- Punitovci Punitovci
- Coordinates: 45°26′N 18°25′E﻿ / ﻿45.43°N 18.42°E
- Country: Croatia
- County: Osijek-Baranja

Area
- • Municipality: 40.6 km^{2} (15.7 sq mi)
- • Urban: 10.2 km^{2} (3.9 sq mi)

Population (2021)
- • Municipality: 1,562
- • Density: 38.5/km^{2} (99.6/sq mi)
- • Urban: 566
- • Urban density: 55.5/km^{2} (144/sq mi)
- Website: punitovci.hr

= Punitovci =

Punitovci (Punitovci, Panyit) is a municipality in Osijek-Baranja County, Croatia. There are a total of 1,803 inhabitants.

In the 2011 census, 62% were Croats and 37% were Slovaks.

The population is distributed in four settlements:

- Josipovac Punitovački
- Jurjevac Punitovački
- Krndija
- Punitovci

==Politics==
===Minority councils===
Directly elected minority councils and representatives are tasked with consulting the local or regional authorities where they advocate for minority rights and interests, integration into public life and participation in the management of local affairs.
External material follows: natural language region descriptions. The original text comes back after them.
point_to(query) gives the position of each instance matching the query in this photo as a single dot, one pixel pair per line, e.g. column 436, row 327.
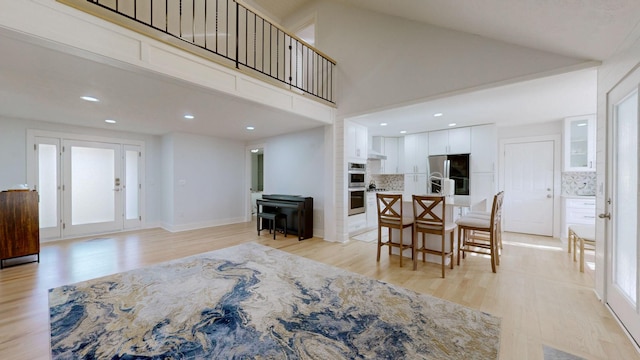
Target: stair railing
column 235, row 34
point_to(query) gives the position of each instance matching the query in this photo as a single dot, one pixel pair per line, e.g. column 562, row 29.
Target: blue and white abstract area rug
column 254, row 302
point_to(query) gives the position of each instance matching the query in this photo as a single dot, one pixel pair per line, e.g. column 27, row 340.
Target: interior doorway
column 621, row 205
column 257, row 176
column 529, row 179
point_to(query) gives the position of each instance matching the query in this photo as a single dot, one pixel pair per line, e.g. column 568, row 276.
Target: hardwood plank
column 538, row 290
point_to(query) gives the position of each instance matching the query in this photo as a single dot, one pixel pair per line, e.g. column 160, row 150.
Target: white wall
column 539, row 129
column 208, row 181
column 13, row 157
column 294, row 165
column 384, row 61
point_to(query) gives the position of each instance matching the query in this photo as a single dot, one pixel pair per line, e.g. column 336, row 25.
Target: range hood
column 375, row 155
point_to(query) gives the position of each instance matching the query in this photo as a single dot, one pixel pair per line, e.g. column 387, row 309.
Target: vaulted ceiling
column 588, row 29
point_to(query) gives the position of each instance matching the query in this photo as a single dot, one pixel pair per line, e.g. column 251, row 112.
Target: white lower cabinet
column 579, row 210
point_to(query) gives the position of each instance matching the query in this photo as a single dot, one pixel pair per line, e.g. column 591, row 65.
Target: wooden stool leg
column 581, row 255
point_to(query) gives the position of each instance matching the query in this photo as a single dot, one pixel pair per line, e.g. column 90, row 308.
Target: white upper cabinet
column 484, row 148
column 416, row 150
column 356, row 142
column 391, row 150
column 452, row 141
column 579, row 143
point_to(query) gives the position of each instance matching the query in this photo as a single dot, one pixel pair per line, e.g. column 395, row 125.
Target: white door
column 622, row 208
column 48, row 178
column 132, row 186
column 92, row 187
column 529, row 187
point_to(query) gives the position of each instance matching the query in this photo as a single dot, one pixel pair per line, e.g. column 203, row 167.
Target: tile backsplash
column 391, row 182
column 579, row 183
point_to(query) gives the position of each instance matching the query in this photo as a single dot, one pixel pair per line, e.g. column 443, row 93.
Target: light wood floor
column 538, row 291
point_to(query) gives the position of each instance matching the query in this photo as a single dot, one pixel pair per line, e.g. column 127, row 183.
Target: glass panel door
column 48, row 186
column 132, row 186
column 92, row 187
column 622, row 234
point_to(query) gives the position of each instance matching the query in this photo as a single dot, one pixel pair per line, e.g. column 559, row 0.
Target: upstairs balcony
column 229, row 33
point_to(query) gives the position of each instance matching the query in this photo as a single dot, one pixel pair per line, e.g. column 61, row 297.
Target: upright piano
column 298, row 209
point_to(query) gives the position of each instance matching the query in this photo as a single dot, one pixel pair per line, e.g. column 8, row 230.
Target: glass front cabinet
column 579, row 143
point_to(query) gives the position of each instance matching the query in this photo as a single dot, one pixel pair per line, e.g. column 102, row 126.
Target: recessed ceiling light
column 89, row 98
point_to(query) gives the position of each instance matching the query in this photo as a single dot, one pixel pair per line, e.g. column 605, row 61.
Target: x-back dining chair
column 390, row 216
column 481, row 235
column 430, row 218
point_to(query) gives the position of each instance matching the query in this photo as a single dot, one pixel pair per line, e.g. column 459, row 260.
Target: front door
column 529, row 187
column 621, row 219
column 92, row 186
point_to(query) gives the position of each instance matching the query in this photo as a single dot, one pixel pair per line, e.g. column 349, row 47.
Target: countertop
column 578, row 196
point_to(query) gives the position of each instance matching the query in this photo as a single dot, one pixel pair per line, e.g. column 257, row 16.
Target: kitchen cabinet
column 415, row 184
column 19, row 225
column 484, row 152
column 484, row 148
column 356, row 142
column 393, row 149
column 416, row 153
column 483, row 186
column 452, row 141
column 579, row 143
column 578, row 210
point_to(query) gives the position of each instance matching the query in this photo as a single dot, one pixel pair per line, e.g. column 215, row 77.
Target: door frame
column 32, row 163
column 557, row 170
column 249, row 173
column 624, row 87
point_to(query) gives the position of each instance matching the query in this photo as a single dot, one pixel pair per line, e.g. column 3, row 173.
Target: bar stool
column 585, row 234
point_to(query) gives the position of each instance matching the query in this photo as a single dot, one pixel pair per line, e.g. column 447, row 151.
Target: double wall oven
column 355, row 181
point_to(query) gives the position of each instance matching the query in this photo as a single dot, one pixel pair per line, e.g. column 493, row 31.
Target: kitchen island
column 456, row 207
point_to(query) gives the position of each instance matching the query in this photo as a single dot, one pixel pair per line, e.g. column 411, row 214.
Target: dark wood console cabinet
column 19, row 225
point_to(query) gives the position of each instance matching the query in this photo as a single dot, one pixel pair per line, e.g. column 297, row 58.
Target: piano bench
column 273, row 222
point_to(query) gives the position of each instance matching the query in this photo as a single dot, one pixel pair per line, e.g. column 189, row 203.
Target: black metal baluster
column 237, row 35
column 262, row 42
column 193, row 21
column 205, row 24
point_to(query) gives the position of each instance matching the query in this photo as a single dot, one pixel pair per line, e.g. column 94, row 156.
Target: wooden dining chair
column 390, row 216
column 480, row 235
column 429, row 217
column 487, row 215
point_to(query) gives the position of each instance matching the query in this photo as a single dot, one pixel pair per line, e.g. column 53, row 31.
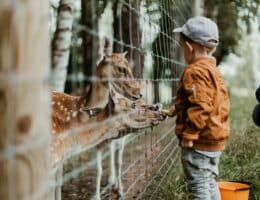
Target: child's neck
column 201, row 55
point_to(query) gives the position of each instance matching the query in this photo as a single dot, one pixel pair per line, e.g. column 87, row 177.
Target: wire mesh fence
column 98, row 158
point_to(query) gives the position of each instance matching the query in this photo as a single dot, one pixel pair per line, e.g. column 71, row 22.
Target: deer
column 104, row 98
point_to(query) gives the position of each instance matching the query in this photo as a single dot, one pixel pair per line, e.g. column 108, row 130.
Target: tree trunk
column 61, row 44
column 90, row 43
column 127, row 30
column 24, row 100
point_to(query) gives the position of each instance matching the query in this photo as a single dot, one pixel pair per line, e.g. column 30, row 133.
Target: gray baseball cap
column 201, row 30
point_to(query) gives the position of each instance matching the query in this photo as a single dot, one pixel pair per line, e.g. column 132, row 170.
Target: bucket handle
column 242, row 189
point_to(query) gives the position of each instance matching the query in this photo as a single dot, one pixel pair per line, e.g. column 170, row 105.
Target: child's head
column 198, row 37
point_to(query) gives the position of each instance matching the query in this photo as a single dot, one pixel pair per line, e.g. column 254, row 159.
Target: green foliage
column 239, row 162
column 229, row 16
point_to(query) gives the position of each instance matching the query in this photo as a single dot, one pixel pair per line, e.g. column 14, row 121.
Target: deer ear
column 106, row 50
column 125, row 53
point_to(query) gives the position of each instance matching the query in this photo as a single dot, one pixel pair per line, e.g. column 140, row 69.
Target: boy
column 202, row 108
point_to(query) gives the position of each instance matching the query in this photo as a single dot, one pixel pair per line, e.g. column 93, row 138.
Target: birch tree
column 61, row 44
column 24, row 100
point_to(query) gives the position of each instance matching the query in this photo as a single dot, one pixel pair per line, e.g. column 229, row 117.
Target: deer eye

At the 2023 Croatian national minorities councils and representatives elections, Slovaks of Croatia fulfilled the legal requirements to elect 10 members municipal minority councils of the Punitovci Municipality.
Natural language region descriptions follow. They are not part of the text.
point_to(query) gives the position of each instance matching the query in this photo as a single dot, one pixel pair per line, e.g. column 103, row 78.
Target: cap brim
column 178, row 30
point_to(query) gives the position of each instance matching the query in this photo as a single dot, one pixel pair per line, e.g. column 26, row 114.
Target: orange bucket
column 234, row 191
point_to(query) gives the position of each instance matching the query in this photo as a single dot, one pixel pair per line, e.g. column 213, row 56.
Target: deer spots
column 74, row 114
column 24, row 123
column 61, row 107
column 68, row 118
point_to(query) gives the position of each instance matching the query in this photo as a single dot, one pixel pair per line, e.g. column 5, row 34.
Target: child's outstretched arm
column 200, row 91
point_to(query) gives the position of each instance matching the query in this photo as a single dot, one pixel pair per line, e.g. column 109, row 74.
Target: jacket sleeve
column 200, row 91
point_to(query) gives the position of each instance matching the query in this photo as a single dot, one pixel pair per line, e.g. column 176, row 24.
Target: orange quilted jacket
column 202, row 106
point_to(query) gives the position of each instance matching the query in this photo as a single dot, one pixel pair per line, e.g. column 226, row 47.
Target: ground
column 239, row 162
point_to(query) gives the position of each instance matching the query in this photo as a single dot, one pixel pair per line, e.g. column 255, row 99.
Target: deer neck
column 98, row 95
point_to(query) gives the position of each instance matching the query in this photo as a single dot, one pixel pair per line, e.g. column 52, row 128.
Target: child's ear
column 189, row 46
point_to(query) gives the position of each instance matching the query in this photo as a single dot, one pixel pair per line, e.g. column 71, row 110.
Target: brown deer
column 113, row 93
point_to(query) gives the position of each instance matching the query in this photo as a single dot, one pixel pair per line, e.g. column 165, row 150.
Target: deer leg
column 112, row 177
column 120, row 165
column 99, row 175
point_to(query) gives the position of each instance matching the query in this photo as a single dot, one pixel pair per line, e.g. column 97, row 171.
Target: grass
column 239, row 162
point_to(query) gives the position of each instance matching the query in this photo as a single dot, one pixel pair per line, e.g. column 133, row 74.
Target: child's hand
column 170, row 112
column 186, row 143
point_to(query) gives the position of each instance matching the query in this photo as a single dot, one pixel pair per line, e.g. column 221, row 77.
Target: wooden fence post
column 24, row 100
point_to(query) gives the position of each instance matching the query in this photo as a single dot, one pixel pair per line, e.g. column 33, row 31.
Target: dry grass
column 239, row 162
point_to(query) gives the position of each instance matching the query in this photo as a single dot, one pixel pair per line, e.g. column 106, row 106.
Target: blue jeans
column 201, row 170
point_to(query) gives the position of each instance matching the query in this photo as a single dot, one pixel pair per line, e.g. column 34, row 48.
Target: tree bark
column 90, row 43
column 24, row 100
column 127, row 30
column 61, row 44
In November 2023, the Government of the Republic of Croatia decided to declare an end to mandatory bilingualism in Punitovci on the basis of the 2021 census, which showed the Slovak population fraction had fallen below the required one third, at 33.16%. While this did impact funding, the existence of guarantees at the municipal level prevented any change. Preserving traditional Slovak place names and assigning street names to Slovak historical figures is legally mandated, but not carried out. Almost uniquely among all municipalities in Croatia where it is mandated (along with the Serbs of Udbina), neither minority national symbols nor holidays are officially celebrated.